An international research team led by scholars from the University of Bologna has identified a key gene in the repairing of damage to the heart after a heart attack. The study – published in the journal Nature Cardiovascular Research – shows that the heart muscle’s inability to regenerate after a heart attack is allegedly due, at least in part, to a class of steroid hormones, glucocorticoids, pushing heart muscle cells to mature after birth, while blocking their proliferation.
“Our results show that glucocorticoids act as an important brake on cardiac regenerative capacity: their inhibition showed promising results in the repair of damaged cardiac tissue,” explains Gabriele D’Uva, professor at the Department of Experimental, Diagnostic and Specialty Medicine at the University of Bologna, who coordinated the study. “This is a particularly relevant discovery, which in the future could lead to effective treatments to improve the heart condition of heart attack patients.”
Heart disease is one of the leading causes of death worldwide. This is partly because heart tissue, unlike other body tissues, is unable to regenerate. During a myocardial infarction, heart muscle cells die and are replaced by scar tissue that can no longer contract. If the damage is extensive, it may develop into heart failure, a condition whereby the heart cannot pump enough blood to meet the body’s needs. This condition can then lead to various debilitating outcomes, including sudden cardiac death.
The lack of regeneration capacity of cardiac tissue is a constant feature from birth onwards, as a result of the rapid and important changes undergone by the newborn’s respiratory and vascular system to allow the transition from intrauterine to extrauterine life. Specifically, in the neonatal heart, cardiac muscle cells become further specialized: they lose the ability to replicate and continue to grow in size.
“In contrast to most tissues in our body, which renew themselves throughout life, the renewal of cardiac tissue in adulthood is extremely low, almost non-existent,” confirms professor D’Uva. “This is a consequence of both the very low rate of proliferation of cardiac muscle cells and the absence of a significant population of “stem cells” in this tissue: severe damage to the heart, induced for example by myocardial infarction, is therefore permanent.”
In order to find a way to reverse this regenerative inability of the heart, scientists focused on glucocorticoids: a class of hormones that play an important role in the development, metabolism and maintenance of homeostasis and in the management of stressful situations.
In preparation for birth, glucocorticoids are known to induce lung maturation. Researchers, however, realised that exposing neonatal heart muscle cells to these hormones induced the cells to lose their proliferative capacity. Consequently, they analysed cardiac tissue during the first week of postnatal life and found an increase in the amount of the glucocorticoid receptor (GR). This suggests that glucocorticoid activity increases in the immediate postnatal period.
This led to the hypothesis that glucocorticoids may be responsible for the maturation of cardiac muscle cells, to the detriment of their replicative and regenerative capacity: This idea has now been demonstrated in the animal model using sophisticated molecular biology techniques.
Deletion of the GR receptor resulted in reduced differentiation of cardiac muscle cells, i.e. their remaining in an immature state, which led to an increase in their division into new cardiac cells. Researchers also explained the molecular mechanism responsible for the replicative blockade by glucocorticoids due to a modulation of cellular energy metabolism.

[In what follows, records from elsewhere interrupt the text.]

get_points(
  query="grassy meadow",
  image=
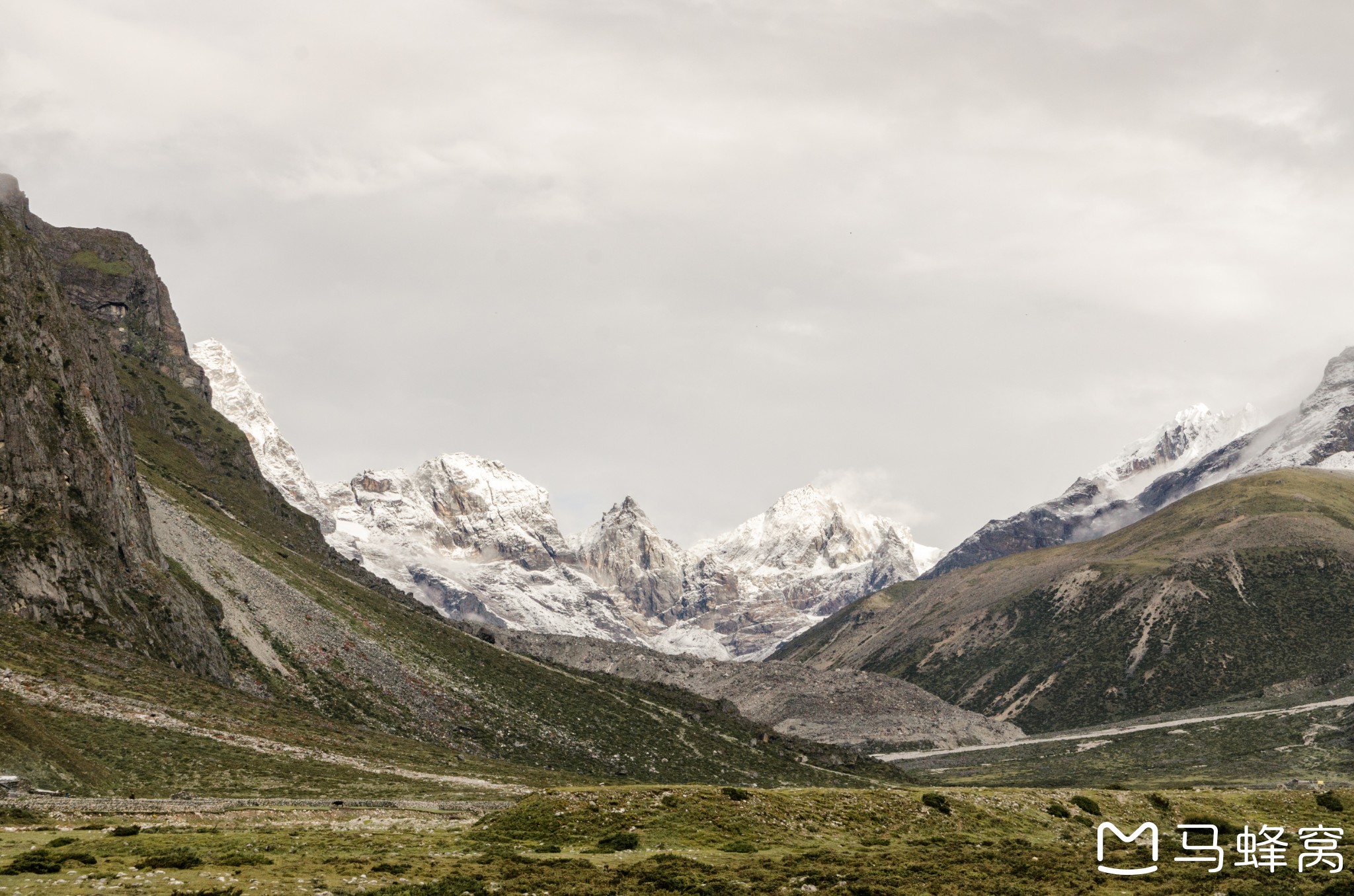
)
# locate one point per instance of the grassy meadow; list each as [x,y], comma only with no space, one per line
[676,839]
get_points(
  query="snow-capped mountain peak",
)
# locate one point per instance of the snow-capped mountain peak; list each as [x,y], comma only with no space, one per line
[625,551]
[1322,428]
[805,528]
[1188,436]
[477,541]
[241,405]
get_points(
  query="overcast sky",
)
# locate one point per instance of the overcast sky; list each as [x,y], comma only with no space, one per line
[941,256]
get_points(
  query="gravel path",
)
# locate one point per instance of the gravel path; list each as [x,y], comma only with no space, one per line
[1109,733]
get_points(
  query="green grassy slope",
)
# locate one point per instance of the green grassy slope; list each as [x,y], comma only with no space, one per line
[1239,586]
[440,692]
[690,841]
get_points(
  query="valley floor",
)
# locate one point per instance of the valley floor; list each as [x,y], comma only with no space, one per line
[656,839]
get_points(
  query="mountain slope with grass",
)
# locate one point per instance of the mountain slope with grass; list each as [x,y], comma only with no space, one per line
[1240,586]
[194,623]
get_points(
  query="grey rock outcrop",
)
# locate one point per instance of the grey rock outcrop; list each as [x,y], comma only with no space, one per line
[76,546]
[113,278]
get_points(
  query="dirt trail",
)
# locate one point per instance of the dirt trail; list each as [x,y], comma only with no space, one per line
[1111,733]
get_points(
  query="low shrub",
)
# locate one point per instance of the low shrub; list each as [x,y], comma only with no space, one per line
[1085,804]
[936,802]
[240,860]
[617,842]
[179,857]
[33,862]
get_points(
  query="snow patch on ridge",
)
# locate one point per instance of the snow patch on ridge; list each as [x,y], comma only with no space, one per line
[475,541]
[241,405]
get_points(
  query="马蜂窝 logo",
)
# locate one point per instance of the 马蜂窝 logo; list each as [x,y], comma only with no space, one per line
[1265,849]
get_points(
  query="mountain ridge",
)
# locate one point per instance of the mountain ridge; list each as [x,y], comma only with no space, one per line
[478,542]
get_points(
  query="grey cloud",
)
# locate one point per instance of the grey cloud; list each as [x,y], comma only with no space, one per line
[701,252]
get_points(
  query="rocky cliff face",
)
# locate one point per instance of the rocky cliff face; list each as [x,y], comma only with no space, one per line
[236,401]
[1112,494]
[76,547]
[113,278]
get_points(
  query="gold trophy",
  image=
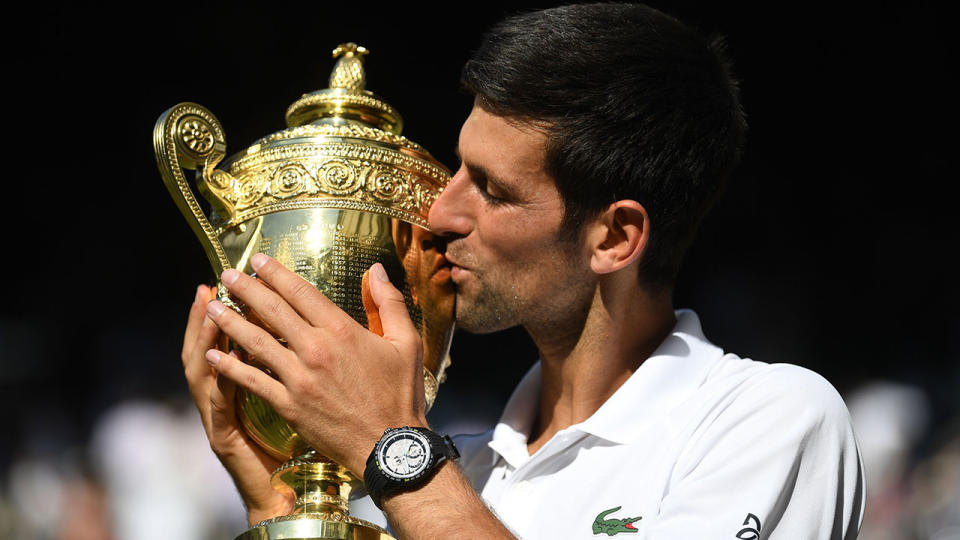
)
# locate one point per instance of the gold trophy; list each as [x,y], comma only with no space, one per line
[329,196]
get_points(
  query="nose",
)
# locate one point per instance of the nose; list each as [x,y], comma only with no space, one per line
[450,214]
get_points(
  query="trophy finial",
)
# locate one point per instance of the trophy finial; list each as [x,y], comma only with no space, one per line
[347,99]
[348,73]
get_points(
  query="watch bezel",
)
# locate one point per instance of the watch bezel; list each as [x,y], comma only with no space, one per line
[394,436]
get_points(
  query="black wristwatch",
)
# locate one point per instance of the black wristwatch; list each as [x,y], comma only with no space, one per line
[405,458]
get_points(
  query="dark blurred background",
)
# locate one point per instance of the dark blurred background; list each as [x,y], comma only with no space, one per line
[833,248]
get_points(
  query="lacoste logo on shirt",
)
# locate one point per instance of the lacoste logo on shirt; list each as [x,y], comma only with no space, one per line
[613,526]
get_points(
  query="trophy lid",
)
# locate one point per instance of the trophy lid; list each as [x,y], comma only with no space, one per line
[342,149]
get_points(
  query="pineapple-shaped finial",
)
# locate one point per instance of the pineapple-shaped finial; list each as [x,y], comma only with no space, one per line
[348,73]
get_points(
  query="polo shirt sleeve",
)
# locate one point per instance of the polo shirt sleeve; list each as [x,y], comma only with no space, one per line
[777,459]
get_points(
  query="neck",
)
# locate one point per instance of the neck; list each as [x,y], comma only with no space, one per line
[587,357]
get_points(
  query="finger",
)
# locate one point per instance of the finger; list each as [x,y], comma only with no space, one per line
[198,310]
[397,326]
[373,314]
[223,415]
[254,340]
[250,378]
[315,308]
[267,304]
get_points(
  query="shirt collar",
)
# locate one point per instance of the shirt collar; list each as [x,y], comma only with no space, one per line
[662,382]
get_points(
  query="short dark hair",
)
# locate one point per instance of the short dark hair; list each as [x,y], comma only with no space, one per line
[637,106]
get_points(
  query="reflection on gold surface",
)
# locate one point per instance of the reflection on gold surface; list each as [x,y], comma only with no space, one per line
[337,191]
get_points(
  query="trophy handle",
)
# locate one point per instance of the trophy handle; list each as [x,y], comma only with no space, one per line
[188,136]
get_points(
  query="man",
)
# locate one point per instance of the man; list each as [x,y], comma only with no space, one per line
[599,137]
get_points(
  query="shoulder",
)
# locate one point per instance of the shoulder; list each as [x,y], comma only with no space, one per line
[764,390]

“Deletion of the glucocorticoid receptor has been shown to increase the ability of heart muscle cells to replicate following myocardial infarction, promoting a process of heart regeneration within a few weeks,” confirms professor D’Uva. “Similar results have also been obtained through the administration of a GR receptor inhibitor drug already approved for clinical use in humans.”
The research team now aims to test potential synergistic effects with other pro-regenerative stimuli in order to come up with more effective strategies for heart regeneration – a result that could help millions of patients worldwide.